Marco Wanderwitz (Bild: IMAGO / Metodi Popow)
Marco Wanderwitz (Bild: IMAGO / Metodi Popow)

Ossi-Hasser Wanderwitz fordert Verbot der AfD

Der ehemalige Ostbeauftragte der Bundesregierung, Marco Wanderwitz, ist aus der Wahldebakel-Versenkung aufgetaucht und versprüht wieder einmal pures Gift. Dieses Mal hetzt er ausnahmsweise nicht gegen Ostdeutsche, sondern fordert gleich mal das Verbot einer demokratisch gewählten Partei, um so die einzige Opposition, die diese Land noch hat, auszuschalten. Seiner Ansicht nach sei es „höchste Zeit für ein Verbotsverfahren“ gegen die AfD. 

Der ehemalige Ostbeauftragte der Bundesregierung, Marco Wanderwitz, scheint sein Wahldebakel – sprich den Verlust seines Direktmandates an seinen AfD-Konkurrenten bei der letzten Bundestagswahl, noch nicht verarbeitet zu haben. In einem Interview mit der linkslastigen Freien Presse fordert der CDU-Parteisoldat nun – nachdem er vor der Wahl in unerträglicher Weise gegen die Ostdeutschen Bürger gehetzt hatte – die AfD zu verbieten.

In den Augen des ehemaligen Ostbeauftragen der Merkel-Regierung handelt es sich bei der AfD um eine „rechtsradikale Partei“. Wanderwitz sprach sich für die Einleitung eines Verbotsverfahrens vor dem Bundesverfassungsgericht gegen die AfD aus, da er glaubt, von ihr gehe eine „große Bedrohung für die Gesellschaft“ aus. Der Chef-Hetzer der CDU attestiert der AfD „Niedertracht und Boshaftigkeit“, mit der die „gerade in Sachsen erstarkten Rechtspopulisten“ die „sogenannten Montagsspaziergänge für ihre Zwecke ausnutzen“. „Die Gefahr für die freiheitlich-demokratische Grundordnung ist groß“, trompetet der Kreischef der Zwickauer CDU unwidersprochen in die linke Presselandschaft.

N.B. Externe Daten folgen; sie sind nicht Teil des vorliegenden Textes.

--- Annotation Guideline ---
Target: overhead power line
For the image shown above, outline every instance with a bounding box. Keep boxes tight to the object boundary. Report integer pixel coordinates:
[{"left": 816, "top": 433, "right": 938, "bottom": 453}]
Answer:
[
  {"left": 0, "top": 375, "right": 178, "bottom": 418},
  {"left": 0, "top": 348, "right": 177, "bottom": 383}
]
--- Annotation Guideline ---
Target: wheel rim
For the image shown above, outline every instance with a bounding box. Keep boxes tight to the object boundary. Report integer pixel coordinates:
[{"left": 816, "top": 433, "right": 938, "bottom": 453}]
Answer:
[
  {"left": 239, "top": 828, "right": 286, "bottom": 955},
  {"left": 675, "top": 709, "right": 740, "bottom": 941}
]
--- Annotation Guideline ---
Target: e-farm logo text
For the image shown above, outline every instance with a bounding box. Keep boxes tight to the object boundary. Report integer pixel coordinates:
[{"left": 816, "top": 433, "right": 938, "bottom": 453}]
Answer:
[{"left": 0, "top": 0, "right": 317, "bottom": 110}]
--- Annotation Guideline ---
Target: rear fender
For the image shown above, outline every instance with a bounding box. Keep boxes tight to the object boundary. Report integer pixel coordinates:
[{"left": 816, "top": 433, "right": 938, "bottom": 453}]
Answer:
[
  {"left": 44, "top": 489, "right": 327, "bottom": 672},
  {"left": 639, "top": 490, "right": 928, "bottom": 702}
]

Alexander Wiesner (AfD), Mitglied des sächsischen Landtages, bewertet den jüngsten Ausfall Wanderwitz mit nachfolgenden Worten:

„Der ehemalige Ostbeauftragte der Bundesregierung, Marco Wanderwitz (CDU), forderte in einem Interview mit der linkslastigen Freie Presse ein Verbot der AfD.
Unter anderem sprach der politisch tief gefallene Unionler von „Niedertracht und Boshaftigkeit“, mit der die konservative Opposition, gerade in Sachsen, die Montags-Spaziergänge für ihre Zwecke nutze.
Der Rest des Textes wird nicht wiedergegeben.